Dat was een verrassing voor hem. Toen legde ik hem uit dat ik hem áltijd lief vond, zelfs als ik wel eens boos op hem was en dat mijn liefde nooit wegging. Hij dacht eens even na en zei: “Ik houd ook nog van jou als ik boos op je ben, maar dan vind ik je wel stom!” Tja…
Ik probeer mijn kinderen altijd te laten voelen dat ik onvoorwaardelijk van ze hou. Onvoorwaardelijk. Dus dat betekent, zonder voorwaarden! Dus ik houd van ze ‘just because’ en niet ‘omdat’.
Veel opvoeders stellen toch voorwaarden, misschien niet bewust, maar toch. Door bijvoorbeeld kinderen te vertellen dat ze lief zijn als, ze iets doen. Of als je boos bent, dingen te zeggen als ‘je bent stout.’
Als kindertherapeut heb ik ouders geleerd om niet het kind af te keuren, maar alleen het gedrag. Dus je BENT niet stout maar je DOET stout. Handig is ook om te benoemen wat je wél van je kind verwacht. Als je veel moppert op je kind, moet je ook zeggen wat je wél goed vindt, zodat een kind kan blijven voelen en merken dat je van hem houdt ook al doet hij wel eens stout.
Deze dingen heb ik heel bewust geprobeerd te doen bij mijn kinderen. Nu de oudste een puber is, kan de wereld hem wel eens zwaar op zijn dak vallen. Zijn ouders zijn natuurlijk ook heel stom. Er volgen vaker botsingen en boze woorden als hij onze grenzen opzoekt en overschrijdt. Achter die boze blik, die jongen met alle deuren dicht, zie ik nog steeds dat jongetje dat zegt ‘ik vind je niet meer lief’. En eigenlijk vraagt hij me of ik hém eigenlijk nu nog wel lief vind. Ook al is hij boos en bokkig, slaat hij met de deuren, krijgt hij pukkeltjes en kriebels in zijn lijf.
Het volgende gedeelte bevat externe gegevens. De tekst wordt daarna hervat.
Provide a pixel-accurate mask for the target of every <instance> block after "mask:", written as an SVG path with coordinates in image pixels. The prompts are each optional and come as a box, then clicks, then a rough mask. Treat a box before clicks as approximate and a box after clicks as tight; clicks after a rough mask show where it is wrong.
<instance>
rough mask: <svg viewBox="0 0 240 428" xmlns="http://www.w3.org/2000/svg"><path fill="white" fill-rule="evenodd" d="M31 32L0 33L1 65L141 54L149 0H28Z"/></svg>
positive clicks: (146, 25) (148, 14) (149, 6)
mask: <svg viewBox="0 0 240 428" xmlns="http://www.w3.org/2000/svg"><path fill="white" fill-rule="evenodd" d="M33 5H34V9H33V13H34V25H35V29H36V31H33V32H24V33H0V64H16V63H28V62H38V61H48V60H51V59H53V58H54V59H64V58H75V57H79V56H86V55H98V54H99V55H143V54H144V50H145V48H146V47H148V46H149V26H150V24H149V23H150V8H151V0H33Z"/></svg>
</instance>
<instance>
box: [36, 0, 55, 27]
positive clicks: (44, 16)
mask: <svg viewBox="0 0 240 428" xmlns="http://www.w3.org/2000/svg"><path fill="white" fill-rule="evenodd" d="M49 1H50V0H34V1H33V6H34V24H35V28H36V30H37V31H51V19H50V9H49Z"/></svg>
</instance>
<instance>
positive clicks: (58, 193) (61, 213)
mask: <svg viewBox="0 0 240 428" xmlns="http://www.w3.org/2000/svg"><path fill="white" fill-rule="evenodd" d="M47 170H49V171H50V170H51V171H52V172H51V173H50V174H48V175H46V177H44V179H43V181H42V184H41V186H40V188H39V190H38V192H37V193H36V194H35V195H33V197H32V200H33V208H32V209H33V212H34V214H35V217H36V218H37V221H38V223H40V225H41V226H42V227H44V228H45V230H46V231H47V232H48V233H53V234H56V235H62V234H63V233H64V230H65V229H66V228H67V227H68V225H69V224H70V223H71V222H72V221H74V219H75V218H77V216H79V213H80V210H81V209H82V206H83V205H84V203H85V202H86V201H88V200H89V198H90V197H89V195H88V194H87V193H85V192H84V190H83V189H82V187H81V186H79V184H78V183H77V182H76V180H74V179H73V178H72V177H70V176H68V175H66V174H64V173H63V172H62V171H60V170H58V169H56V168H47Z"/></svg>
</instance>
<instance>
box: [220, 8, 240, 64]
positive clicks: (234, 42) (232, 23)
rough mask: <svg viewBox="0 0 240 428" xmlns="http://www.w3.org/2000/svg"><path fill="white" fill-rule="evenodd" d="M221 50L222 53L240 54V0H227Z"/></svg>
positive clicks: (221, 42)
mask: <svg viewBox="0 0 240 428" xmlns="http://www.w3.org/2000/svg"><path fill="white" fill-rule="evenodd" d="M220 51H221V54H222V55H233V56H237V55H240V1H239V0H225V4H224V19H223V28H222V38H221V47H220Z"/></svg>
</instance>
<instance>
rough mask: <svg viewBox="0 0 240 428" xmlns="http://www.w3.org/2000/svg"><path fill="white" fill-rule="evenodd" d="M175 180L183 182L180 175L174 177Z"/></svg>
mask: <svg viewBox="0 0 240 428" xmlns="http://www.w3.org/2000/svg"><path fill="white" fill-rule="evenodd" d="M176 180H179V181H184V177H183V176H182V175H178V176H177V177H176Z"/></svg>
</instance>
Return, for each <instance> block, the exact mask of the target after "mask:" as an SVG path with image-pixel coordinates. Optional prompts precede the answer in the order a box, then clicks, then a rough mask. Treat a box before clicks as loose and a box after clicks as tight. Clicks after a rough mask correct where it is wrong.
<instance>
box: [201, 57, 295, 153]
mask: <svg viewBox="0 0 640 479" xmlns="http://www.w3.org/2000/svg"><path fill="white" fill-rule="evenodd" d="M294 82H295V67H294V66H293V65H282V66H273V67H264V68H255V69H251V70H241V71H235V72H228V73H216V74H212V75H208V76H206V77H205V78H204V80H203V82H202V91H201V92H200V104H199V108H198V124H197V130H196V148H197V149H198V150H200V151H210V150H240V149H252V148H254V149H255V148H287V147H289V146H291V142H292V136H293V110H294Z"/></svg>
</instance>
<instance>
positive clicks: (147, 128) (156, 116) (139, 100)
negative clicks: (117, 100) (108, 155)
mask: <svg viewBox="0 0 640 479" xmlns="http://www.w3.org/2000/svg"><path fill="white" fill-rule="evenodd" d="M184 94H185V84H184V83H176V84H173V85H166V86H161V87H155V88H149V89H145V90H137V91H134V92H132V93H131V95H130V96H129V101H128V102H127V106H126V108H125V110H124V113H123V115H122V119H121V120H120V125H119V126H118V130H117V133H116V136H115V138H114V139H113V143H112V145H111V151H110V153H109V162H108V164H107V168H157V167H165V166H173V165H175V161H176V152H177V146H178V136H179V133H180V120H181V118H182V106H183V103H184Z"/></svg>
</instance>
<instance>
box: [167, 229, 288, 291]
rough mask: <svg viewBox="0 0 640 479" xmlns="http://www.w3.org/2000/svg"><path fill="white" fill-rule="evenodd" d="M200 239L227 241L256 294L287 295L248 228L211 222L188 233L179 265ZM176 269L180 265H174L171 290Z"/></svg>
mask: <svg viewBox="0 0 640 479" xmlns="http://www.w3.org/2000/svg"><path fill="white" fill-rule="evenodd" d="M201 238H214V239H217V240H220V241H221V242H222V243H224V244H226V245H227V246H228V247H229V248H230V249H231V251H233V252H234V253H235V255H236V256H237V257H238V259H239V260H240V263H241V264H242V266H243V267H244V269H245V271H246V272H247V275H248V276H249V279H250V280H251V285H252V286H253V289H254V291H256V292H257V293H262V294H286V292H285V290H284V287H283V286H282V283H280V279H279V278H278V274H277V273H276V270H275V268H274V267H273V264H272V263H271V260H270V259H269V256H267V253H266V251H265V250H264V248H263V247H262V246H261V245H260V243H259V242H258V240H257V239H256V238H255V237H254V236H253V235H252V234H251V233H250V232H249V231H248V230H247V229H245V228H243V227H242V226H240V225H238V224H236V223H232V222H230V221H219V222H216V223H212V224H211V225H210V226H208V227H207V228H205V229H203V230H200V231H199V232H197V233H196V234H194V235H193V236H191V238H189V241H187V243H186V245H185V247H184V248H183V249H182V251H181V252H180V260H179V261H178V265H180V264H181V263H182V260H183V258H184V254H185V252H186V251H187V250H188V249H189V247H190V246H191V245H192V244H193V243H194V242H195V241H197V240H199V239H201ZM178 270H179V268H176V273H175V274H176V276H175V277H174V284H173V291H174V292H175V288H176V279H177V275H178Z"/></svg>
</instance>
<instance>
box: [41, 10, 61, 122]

En mijn antwoord is JA! Gelukkig kunnen we elkaar weer bereiken en gaat die deur op een kiertje en open. En kan ik hem laten merken dat die liefde niet weg is, ook al zijn we het oneens.
Ik hoop met heel mijn hart dat hij altijd zal blijven voelen hoeveel ik van hem houd, ook als we elkaar wel eens ‘stom’ vinden. Dat hij in zijn hart altijd een vaatje onvoorwaardelijke liefde zal hebben, waaruit hij kan putten. Dat hem steunt in het volwassen worden, hem zelfvertrouwen geeft en het gevoel dat hij er mag zijn.
Die onvoorwaardelijke liefde moeten kinderen al jong voelen van hun ouders, anders is het ‘te laat’. Dan ontstaat er een gat waar die onvoorwaardelijke liefde had moeten zitten. Een gat dat je probeert te vullen met goedkeuring van anderen, prestaties e.d. Die vullen het gat gedeeltelijk, maar nooit voldoende, weet ik uit ervaring.